The TBD is directly connected to the beam in a classic configuration. The displacement amplification factor may be smaller than expected due to the flexibility of the beam. In order to overcome this issue, the damper and brace elements were connected directly to the beam-column joints, in the configuration for upper damper and lower damper. So the RHA was conducted on buildings installed with improved upper TBD, lower TBD, and buildings with diagonal brace dampers to compare the efficiency of vibration control for different configurations of energy dissipation devices.
Design Procedure
In the calculation of equivalent damping ratio for structures with lower and upper configuration of TBD system, the magnification factor was derived based on the assumption of small deformations and an axially rigid brace. Based on the Chinese design response spectrum, the effective damping ratio was determined. Then this ratio was used to limit the roof displacement of the damped structure to a specified value.

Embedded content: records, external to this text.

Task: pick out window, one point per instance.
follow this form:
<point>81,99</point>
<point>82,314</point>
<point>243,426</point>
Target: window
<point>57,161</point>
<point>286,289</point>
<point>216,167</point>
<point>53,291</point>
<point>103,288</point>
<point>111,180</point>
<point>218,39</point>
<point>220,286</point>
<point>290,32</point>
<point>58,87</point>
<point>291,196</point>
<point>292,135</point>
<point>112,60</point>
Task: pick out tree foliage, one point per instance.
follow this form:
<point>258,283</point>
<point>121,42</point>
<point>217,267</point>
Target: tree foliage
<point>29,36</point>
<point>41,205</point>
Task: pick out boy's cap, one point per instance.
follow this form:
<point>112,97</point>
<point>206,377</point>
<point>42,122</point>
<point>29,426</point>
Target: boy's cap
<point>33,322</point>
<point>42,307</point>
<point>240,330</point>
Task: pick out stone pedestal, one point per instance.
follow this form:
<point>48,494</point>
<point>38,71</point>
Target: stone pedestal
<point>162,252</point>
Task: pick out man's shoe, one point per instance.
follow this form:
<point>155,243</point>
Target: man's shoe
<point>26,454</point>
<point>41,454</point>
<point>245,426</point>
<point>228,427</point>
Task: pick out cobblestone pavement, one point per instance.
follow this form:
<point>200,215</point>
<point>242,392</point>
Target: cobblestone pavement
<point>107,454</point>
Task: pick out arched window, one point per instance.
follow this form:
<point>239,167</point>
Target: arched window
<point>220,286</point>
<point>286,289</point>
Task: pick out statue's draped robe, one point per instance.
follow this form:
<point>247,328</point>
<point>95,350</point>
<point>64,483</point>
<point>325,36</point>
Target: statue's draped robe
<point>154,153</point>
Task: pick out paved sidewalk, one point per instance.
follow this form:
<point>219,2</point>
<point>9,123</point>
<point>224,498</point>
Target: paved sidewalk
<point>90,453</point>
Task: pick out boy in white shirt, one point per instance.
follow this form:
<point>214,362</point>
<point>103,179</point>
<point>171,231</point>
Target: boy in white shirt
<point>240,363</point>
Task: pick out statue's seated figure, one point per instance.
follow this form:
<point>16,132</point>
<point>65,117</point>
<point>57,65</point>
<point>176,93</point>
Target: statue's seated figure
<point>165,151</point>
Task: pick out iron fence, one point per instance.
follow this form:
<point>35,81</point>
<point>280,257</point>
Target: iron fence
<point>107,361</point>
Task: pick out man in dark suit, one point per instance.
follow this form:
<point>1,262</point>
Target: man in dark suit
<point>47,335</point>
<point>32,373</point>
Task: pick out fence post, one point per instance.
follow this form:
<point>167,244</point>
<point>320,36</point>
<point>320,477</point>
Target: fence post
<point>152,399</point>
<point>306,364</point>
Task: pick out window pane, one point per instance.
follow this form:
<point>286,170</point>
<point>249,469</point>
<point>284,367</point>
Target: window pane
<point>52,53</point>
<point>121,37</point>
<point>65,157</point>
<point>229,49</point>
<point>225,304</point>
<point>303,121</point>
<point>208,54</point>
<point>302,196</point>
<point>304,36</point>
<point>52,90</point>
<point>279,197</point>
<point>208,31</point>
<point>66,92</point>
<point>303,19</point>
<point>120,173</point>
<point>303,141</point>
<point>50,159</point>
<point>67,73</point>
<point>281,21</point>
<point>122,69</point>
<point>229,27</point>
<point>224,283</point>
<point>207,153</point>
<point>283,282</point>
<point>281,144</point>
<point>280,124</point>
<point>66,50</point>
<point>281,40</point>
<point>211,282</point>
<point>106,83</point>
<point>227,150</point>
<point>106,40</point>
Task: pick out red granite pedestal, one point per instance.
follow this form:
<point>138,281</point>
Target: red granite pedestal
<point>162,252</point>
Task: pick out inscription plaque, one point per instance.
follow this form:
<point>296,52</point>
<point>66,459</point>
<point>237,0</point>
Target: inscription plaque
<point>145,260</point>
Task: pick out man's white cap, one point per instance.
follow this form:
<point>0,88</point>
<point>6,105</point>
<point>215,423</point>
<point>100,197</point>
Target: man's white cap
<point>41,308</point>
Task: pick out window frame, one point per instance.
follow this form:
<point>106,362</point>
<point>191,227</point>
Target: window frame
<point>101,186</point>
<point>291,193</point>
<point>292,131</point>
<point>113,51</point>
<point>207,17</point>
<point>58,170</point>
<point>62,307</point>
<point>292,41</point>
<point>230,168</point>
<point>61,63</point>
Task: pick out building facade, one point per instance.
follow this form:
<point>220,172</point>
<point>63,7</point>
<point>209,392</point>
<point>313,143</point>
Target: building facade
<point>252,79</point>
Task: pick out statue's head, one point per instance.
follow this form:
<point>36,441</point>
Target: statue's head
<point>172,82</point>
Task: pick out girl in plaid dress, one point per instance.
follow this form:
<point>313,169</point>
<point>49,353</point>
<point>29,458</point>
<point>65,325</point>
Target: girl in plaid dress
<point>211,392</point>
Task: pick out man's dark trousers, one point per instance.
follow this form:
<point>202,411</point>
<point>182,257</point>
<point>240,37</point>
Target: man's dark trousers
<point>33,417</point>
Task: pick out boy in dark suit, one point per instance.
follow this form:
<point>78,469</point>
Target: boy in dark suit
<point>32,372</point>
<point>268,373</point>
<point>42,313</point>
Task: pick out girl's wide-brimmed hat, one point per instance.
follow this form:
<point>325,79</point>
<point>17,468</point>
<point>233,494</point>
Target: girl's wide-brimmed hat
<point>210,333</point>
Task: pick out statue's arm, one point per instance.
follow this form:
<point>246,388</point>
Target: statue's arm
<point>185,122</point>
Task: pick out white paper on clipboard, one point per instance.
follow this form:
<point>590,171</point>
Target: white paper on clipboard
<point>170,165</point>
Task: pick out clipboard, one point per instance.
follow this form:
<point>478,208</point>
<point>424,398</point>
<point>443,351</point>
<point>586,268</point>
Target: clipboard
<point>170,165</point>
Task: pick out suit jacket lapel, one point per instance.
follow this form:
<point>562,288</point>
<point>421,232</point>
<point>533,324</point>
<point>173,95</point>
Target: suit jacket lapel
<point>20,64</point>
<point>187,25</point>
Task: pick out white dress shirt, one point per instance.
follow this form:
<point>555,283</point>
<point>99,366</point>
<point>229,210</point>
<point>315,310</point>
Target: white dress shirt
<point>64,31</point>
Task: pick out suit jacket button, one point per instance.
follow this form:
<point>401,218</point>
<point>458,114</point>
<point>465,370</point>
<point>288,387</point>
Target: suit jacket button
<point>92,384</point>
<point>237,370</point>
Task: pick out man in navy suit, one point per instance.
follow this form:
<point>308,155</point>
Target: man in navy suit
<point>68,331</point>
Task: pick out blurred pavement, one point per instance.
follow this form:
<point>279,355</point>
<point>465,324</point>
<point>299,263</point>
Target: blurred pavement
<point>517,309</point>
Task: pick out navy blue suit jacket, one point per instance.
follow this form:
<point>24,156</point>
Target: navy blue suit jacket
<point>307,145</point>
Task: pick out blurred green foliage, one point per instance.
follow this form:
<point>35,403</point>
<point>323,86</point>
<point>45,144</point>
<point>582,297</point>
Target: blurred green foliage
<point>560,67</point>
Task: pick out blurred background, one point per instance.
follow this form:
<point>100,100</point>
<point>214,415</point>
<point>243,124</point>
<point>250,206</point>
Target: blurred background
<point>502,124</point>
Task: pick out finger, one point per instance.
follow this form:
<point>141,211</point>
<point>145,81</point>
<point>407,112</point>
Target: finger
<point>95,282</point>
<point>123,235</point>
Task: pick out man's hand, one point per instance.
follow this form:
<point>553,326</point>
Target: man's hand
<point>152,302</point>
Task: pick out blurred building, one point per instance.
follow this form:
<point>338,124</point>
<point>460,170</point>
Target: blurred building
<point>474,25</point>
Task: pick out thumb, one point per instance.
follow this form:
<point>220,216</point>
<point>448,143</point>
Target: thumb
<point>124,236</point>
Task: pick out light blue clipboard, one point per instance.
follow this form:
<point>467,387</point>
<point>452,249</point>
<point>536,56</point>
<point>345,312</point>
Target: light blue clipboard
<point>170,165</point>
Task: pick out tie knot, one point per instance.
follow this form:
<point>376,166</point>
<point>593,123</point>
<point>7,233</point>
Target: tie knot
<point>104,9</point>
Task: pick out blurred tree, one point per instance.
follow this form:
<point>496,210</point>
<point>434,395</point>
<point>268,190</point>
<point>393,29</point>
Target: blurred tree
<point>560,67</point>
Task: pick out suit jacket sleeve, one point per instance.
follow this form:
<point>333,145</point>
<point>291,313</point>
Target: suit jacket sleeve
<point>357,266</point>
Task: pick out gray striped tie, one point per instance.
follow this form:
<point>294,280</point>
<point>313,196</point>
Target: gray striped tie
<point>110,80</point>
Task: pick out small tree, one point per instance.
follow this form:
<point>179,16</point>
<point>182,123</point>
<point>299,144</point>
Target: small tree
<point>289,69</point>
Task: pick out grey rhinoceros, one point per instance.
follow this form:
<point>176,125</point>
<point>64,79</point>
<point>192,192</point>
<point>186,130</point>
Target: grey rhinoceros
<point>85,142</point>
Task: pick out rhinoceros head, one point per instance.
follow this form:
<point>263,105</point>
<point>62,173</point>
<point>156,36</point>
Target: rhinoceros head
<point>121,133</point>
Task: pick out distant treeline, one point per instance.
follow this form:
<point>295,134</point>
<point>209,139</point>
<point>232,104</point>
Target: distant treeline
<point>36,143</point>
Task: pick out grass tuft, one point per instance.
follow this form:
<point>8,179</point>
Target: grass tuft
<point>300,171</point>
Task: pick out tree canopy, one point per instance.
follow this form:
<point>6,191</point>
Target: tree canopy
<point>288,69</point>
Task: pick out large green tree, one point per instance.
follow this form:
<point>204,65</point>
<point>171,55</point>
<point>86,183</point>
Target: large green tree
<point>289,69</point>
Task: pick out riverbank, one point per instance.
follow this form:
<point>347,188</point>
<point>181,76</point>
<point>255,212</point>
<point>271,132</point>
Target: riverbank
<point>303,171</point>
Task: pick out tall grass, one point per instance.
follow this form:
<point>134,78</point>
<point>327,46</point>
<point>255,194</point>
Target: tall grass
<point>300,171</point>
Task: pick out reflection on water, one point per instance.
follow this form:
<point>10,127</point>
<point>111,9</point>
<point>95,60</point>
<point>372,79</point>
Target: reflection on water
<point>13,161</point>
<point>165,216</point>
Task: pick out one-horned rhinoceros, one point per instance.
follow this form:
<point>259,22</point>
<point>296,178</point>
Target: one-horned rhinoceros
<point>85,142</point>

After outlining design steps, an illustrative example was presented to design and analyze a building with improved TBD systems. The response quantity of interest of the damped structure obtained by the proposed method and the mean results obtained by nonlinear RHA of the designed structure under the artificial ground motions were compared to verify the validity of the proposed method. Finally, nonlinear RHAs of buildings installed with improved upper TBD, lower TBD, and the diagonal brace dampers were conducted in order to compare the efficiency of vibration control for different configurations of energy dissipation devices.
As a result, improved upper TBDs were found to more effectively reduce the floor displacements and story shears demands than improved lower TBDs and diagonal brace dampers.
Reference
Bo, L. and Xingwen L. (2008). “Seismic Design of Structure with Improved Toggle-Brace-Damper System,” Proceedings of the 14th World Conference on Earthquake Engineering, Beijing, China, October 12-17.